The time for Australia to re-calibrate its national security stance and geopolitics in the South Pacific has come. In a time when China is catapulting its soon-to-be leadership in the whole Asian landmass through its ambitious Road and Belt Initiative (RBI) that will interconnect the whole Asian continent through ports, railways, pipelines, industrial zones, and water dams, linking the Chinese manufacture areas to the European markets, backed-up by the multi-billion dollar funded Asian Infrastructure Investment Bank (AIIB), the Shanghai International Energy Exchange which started this year trading oil futures in gold-backed petro-yuans bypassing the petro-dollar, its Made in China 2025 industrial policy aimed to overtake the American know-how on state-of-the-art high technology, including Artificial Intelligence, and the implementation of the Shanghai Cooperation Organisation as a soon-to-be Asian security task force challenging NATO, are facts that call China as the indisputable competitor in Asia in moments when the U.S. is not able to compete with China in Asia anymore, unless they are willing to confront China militarily, which without doubt would create chaos in the whole region.

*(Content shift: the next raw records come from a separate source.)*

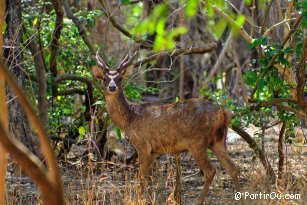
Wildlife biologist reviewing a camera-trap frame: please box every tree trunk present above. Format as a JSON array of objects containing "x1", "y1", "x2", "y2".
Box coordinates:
[{"x1": 4, "y1": 0, "x2": 42, "y2": 159}]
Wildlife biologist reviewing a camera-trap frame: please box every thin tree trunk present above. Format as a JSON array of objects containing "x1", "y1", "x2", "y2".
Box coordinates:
[
  {"x1": 4, "y1": 0, "x2": 42, "y2": 159},
  {"x1": 278, "y1": 122, "x2": 286, "y2": 179}
]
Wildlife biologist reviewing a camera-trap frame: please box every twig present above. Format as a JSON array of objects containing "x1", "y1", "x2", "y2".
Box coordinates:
[
  {"x1": 0, "y1": 68, "x2": 64, "y2": 205},
  {"x1": 278, "y1": 122, "x2": 286, "y2": 179},
  {"x1": 260, "y1": 0, "x2": 274, "y2": 35},
  {"x1": 231, "y1": 125, "x2": 275, "y2": 181},
  {"x1": 98, "y1": 0, "x2": 153, "y2": 48},
  {"x1": 64, "y1": 0, "x2": 96, "y2": 56},
  {"x1": 49, "y1": 0, "x2": 64, "y2": 79},
  {"x1": 250, "y1": 15, "x2": 302, "y2": 99},
  {"x1": 134, "y1": 43, "x2": 216, "y2": 67}
]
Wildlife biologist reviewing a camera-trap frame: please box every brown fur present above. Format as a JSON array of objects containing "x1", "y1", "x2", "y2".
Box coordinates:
[{"x1": 92, "y1": 66, "x2": 240, "y2": 204}]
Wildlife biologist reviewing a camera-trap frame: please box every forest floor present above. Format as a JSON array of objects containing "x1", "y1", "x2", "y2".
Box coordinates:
[{"x1": 7, "y1": 124, "x2": 307, "y2": 205}]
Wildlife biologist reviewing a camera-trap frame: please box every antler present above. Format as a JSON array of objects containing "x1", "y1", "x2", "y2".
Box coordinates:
[
  {"x1": 95, "y1": 49, "x2": 110, "y2": 72},
  {"x1": 117, "y1": 47, "x2": 137, "y2": 72}
]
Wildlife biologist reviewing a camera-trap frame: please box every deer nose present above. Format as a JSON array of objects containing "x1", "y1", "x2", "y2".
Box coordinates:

Thus, Australia has to avoid such a situation and being trapped in the crossfire of two great powers. A military conflict, even if it is not nuclear, between the U.S. and China will deprive Australia from her main economic partner and we have to be certain that if that occurs the U.S. won’t come up on Australia’s help. As former Secretary of State Henry Kissinger said once: “Great powers don’t commit suicide for their allies.”
For Australia playing the American puppet is certain to become tragic in a time when the U.S. is on decay and China on the rise, at least in the South Pacific.
Indeed, Australia requires its own strong military and a strong political ally in a region that, for cultural, historical and ethnic reasons, lacks similar countries to us.
However, to know how far to go in a context that is proving to be more Chinese than American, is now paramount. Australia urgently needs an adjust in its international relations. Facts are showing that we are alligning to the power in decay, instead of setting up our own sovereign interests and policy. Not filling that vacuum in our foreign policy looks too risky, and letting Australia go united with the U.S. into a collision course against China, doesn’t look the right choice.